The quote symbol will be used for laying out arrays when we know what we are putting in the array. An array of constant data is such an array, and the listing below shows how to layout such an array. This is a list of the “tap” diameter and the “tap drill” diameters for some popular screw sizes.
(("Name" "#3") ("Tap" 0.099) ("TDrill" 0.0785))
(("Name" "#4") ("Tap" 0.112) ("TDrill" 0.0890))
(("Name" "#5") ("Tap" 0.125) ("TDrill" 0.1015))
(("Name" "#6") ("Tap" 0.138) ("TDrill" 0.1065))
(("Name" "#8") ("Tap" 0.164) ("TDrill" 0.1360))
(("Name" "#10") ("Tap" 0.1875) ("TDrill" 0.1495))
(("Name" "1/4") ("Tap" 0.2500) ("TDrill" 0.2010))
(("Name" "5/16")("Tap" 0.3125) ("TDrill" 0.2570))
(("Name" "3/8") ("Tap" 0.375) ("TDrill" 0.3125))
(("Name" "1/2") ("Tap" 0.500) ("TDrill" 0.4219))
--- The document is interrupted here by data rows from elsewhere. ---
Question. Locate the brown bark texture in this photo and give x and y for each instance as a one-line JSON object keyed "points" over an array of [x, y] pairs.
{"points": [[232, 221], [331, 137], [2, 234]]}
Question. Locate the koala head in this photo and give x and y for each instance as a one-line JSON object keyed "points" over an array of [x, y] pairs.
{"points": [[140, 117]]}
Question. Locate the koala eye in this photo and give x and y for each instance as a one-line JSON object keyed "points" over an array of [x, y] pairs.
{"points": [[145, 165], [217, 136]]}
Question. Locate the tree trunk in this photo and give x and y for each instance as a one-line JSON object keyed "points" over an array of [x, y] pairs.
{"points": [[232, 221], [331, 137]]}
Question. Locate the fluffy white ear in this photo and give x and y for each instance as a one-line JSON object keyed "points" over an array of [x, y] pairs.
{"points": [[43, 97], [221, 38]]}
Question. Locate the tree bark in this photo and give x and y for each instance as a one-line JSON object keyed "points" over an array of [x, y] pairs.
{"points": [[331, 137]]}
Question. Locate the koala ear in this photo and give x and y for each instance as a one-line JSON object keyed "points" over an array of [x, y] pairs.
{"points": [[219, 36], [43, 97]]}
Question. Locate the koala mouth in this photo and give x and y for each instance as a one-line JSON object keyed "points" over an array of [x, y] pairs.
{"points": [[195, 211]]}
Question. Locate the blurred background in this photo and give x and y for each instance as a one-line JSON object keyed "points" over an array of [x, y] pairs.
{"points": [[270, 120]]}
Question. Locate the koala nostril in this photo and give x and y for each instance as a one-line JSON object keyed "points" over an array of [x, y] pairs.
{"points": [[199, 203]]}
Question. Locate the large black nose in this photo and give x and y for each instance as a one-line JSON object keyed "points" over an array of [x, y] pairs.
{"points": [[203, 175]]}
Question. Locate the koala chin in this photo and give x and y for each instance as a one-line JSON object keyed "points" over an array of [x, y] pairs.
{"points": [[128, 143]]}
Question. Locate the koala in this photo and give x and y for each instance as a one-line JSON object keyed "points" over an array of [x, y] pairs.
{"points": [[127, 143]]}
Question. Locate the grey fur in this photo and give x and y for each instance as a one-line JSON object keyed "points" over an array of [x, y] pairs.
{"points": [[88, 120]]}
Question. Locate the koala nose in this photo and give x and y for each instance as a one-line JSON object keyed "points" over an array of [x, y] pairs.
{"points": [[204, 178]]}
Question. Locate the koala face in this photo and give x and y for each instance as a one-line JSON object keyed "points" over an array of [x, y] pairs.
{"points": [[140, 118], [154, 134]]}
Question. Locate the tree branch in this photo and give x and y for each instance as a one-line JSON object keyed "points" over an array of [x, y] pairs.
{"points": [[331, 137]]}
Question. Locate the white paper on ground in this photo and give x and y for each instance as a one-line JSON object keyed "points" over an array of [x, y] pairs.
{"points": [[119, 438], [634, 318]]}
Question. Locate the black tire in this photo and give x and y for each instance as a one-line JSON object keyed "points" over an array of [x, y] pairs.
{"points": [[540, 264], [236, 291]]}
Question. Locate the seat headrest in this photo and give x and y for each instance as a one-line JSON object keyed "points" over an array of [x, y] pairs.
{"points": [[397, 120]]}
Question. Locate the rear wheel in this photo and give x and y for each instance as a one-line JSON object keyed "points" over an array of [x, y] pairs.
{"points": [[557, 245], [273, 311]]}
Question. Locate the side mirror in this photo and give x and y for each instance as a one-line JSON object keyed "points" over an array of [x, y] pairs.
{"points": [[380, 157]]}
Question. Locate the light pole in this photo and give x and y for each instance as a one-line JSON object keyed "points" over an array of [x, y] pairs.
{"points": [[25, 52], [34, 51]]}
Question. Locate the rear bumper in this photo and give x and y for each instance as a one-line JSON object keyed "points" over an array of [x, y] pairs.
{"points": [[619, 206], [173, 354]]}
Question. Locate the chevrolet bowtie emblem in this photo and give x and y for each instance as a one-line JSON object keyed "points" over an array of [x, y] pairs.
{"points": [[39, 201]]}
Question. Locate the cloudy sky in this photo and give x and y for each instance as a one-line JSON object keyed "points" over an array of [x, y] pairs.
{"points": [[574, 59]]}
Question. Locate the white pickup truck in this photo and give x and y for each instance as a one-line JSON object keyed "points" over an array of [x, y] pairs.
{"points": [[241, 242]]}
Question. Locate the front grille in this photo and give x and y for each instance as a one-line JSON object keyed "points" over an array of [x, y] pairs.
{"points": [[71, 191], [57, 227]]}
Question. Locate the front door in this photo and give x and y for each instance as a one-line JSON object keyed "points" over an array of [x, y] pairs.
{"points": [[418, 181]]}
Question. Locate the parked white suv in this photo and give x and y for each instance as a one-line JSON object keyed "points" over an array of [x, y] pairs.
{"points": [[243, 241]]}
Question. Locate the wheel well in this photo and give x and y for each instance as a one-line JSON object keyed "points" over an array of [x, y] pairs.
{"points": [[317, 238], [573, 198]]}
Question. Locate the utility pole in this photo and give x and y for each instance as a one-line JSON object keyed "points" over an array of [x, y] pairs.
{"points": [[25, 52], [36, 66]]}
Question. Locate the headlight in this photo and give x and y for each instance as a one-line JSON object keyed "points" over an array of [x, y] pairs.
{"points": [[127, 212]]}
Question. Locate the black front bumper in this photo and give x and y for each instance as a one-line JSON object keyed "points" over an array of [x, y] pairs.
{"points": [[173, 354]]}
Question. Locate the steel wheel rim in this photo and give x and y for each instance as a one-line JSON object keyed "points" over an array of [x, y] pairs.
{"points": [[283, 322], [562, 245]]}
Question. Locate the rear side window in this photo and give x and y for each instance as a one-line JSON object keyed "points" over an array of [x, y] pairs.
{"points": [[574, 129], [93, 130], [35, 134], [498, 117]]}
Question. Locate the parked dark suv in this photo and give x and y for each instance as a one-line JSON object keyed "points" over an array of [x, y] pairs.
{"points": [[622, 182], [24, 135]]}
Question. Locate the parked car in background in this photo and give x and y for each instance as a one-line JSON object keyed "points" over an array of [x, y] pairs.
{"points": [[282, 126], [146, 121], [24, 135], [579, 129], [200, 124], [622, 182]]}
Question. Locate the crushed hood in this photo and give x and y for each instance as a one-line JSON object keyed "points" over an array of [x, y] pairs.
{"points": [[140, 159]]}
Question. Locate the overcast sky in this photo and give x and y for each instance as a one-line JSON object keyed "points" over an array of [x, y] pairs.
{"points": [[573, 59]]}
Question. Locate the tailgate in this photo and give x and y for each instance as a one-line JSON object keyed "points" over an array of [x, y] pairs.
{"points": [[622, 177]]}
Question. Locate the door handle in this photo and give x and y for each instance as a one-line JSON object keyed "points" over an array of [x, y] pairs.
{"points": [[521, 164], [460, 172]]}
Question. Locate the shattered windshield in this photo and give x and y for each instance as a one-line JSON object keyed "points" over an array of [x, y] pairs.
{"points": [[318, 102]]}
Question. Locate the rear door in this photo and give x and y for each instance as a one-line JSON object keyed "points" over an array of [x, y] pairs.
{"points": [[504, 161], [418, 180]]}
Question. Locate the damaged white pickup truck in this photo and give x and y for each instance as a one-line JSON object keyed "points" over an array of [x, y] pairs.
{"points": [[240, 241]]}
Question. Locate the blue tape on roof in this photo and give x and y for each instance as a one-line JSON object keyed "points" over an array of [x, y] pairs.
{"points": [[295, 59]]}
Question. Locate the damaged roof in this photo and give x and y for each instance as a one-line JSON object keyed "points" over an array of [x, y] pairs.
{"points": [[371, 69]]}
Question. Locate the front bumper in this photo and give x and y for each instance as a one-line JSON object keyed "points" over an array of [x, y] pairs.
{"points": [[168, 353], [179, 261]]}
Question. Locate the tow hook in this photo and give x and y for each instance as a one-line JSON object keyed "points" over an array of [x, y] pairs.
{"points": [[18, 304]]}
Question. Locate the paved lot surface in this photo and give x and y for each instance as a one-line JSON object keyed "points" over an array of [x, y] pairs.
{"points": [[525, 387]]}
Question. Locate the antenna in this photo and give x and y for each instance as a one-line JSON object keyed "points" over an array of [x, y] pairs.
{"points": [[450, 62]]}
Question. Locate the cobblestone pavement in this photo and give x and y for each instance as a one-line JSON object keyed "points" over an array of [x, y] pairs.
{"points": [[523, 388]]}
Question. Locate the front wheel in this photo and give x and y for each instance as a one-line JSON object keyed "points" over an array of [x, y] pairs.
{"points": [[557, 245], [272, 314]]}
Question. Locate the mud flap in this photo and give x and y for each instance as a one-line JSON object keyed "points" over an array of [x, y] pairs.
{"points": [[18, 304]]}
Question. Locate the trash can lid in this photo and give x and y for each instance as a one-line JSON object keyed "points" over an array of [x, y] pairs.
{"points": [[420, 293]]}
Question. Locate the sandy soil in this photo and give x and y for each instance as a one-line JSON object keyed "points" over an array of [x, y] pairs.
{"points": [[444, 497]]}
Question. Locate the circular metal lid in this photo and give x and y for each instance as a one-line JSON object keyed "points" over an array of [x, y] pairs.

(("Name" "5/8") ("Tap" 0.625) ("TDrill" 0.5469))
(("Name" "3/4") ("Tap" 0.750) ("TDrill" 0.6563))
(("Name" "M3") ("Tap" 0.11811024) ("TDrill" 0.09842520))
(("Name" "M4") ("Tap" 0.15748032) ("TDrill" 0.12992126))
(("Name" "M5") ("Tap" 0.19685039) ("TDrill" 0.16535433))
(("Name" "M6") ("Tap" 0.23622047) ("TDrill" 0.19685039))
(("Name" "M8") ("Tap" 0.31496063) ("TDrill" 0.26574803))
(("Name" "M10") ("Tap" 0.39370079) ("TDrill" 0.33464567))
(("Name" "M12") ("Tap" 0.47244094) ("TDrill" 0.40354331))
(("Name" "M16") ("Tap" 0.62992126) ("TDrill" 0.55118110))
(("Name" "M20") ("Tap" 0.78740157) ("TDrill" 0.68897638))))
Laying the previous list out in the form of an array makes the list easier to see, and deal with. Had I put each item in the list end to end, it would have been extremely difficult to see what was in the list. The layout above allows me to see every list in the array, and when I’m writing my access routines I will be able to tell how deep into the array I have to dig.
To make a complete function that would return the list to my calling function I would add the following code. By getting my list of drill sizes like this, I don’t need to have the whole BigTapList in memory for the entire duration of my program. I can just get the data I need and let the rest go away with the function to retrieve the data.
(defun get_tap_list ( TapSize
;code shown above
(setq TapNdx 0
TapList (car BigTapList))
(/= TapSize (cadr (assoc "Name" TapList)))
(setq TapList (nth TapNdx BigTapList))
(setq TapNdx (+ TapNdx 1)))
(car (list TapList))
By doing things the ways I have shown above we keep only that data we need. Any data that will not be used by your program should not exist. Memory is large and cheap these days, but we still need to use good programming practices so we don’t get caught off-guard by anything.